Community-basierte Sicherheitsarbeit ist in Deutschland nur punktuell strukturell verankert. Viele Initiativen entstehen aus eigenem Bedarf, häufig als Reaktion auf fehlenden Schutz, Diskriminierungserfahrungen oder institutionelles Versagen. Die Rahmenbedingungen bleiben prekär: befristete Förderung, geringe Bezahlung und hohe Abhängigkeit von Einzelpersonen. Dadurch entstehen fragile Strukturen, die beim Wegfall zentraler Akteur:innen schnell erodieren.

[Key problem field #1]

Ob Strukturen bestehen bleiben, hängt in der Praxis häufig von einzelnen engagierten Personen und befristeten Projektmitteln ab. Ohne strukturelle Förderung und institutionelle Einbettung brechen gewachsene Praktiken bei Personalwechseln oder Mittelknappheit weg. Die Folge sind diskontinuierliche Angebote, die gerade in Krisenzeiten nicht verlässlich greifen.

[Key problem field #2]

Ungleiche Zugänge zu Verwaltungs-, Vergabe- und Förderwissen wirken als systematische Barrieren. Codes, Fristen und Formate entscheiden über Mitwirkung und Finanzierung, nicht die Qualität der Schutzpraxis. Erst wenn Verwaltungswissen als Teil von Sicherheitskompetenz anerkannt und vermittelt wird, entsteht reale Teilhabe.

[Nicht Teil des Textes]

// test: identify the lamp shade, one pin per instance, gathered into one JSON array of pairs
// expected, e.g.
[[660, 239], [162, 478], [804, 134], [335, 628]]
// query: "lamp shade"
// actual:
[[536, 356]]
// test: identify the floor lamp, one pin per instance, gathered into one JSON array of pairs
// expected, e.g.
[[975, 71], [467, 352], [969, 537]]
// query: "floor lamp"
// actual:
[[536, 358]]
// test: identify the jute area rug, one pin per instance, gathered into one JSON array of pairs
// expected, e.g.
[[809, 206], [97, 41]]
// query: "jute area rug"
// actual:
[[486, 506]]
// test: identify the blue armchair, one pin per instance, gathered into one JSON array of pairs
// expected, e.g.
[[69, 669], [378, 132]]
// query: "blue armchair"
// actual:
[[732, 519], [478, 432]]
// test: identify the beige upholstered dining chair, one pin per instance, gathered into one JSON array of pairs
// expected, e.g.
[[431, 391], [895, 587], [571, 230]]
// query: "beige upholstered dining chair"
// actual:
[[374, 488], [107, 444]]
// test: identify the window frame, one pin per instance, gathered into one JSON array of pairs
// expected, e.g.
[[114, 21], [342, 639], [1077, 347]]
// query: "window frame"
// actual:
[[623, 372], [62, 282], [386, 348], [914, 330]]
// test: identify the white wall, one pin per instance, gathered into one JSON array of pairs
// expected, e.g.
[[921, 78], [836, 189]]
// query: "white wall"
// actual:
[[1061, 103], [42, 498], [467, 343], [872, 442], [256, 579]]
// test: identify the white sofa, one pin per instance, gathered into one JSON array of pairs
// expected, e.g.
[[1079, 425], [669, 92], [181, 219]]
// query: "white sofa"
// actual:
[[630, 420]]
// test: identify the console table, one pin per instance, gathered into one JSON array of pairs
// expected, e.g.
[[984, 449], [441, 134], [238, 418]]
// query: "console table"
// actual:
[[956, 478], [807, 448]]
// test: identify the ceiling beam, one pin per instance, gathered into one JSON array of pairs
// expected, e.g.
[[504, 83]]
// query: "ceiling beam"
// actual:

Ökonomische und regulatorische Logiken verstärken diese Fragilität. In der Auftragsvergabe dominieren Preiswettbewerb und Quantität statt nachweislicher Qualität. Subventionierte Lohnmodelle senken kurzfristig Kosten, unterlaufen jedoch Standards. Die Anreizstrukturen belohnen Kostensenkung statt Professionalität. Gleichzeitig werden Care- und Awareness-Tätigkeiten symbolisch aufgewertet, aber finanziell kaum abgesichert. So entsteht ein Widerspruch zwischen normativer Erwartung und materieller Ausstattung.

[Key problem field #3]

Zugehörigkeit garantiert keine Sicherheit. Interne Differenzen, ungleiche Machtpositionen und unbehandelte Konflikte führen zu Fragmentierung und Rückzug. Kollektive Sicherheit erfordert daher Verfahren der Konfliktbearbeitung, die Perspektivenvielfalt anerkennen und Schutzansprüche transparent austarieren.

[Key problem field #4]

Ein großer Teil der Care- und Awarenessarbeit wird von marginalisierten Personen geleistet, bleibt aber unbezahlt oder unterfinanziert. Diese Unsichtbarkeit schwächt Schutzinfrastrukturen und führt zu Burnout, Fluktuation und Wissensverlust. Faire Entlohnung und institutionelle Verankerung sind Grundvoraussetzungen für Verlässlichkeit und Qualität.

Teilhabe scheitert oft nicht am Engagement, sondern an ungleichen Zugängen zu Verwaltungs- und Förderwissen. Bürokratische Codes, Antragslogiken und rechtliche Verfahren wirken als Gatekeeper. Ohne systematischen Wissenstransfer bleibt die institutionelle Mitgestaltung marginaler Gruppen eingeschränkt, obwohl diese über wirksame Schutzpraktiken verfügen.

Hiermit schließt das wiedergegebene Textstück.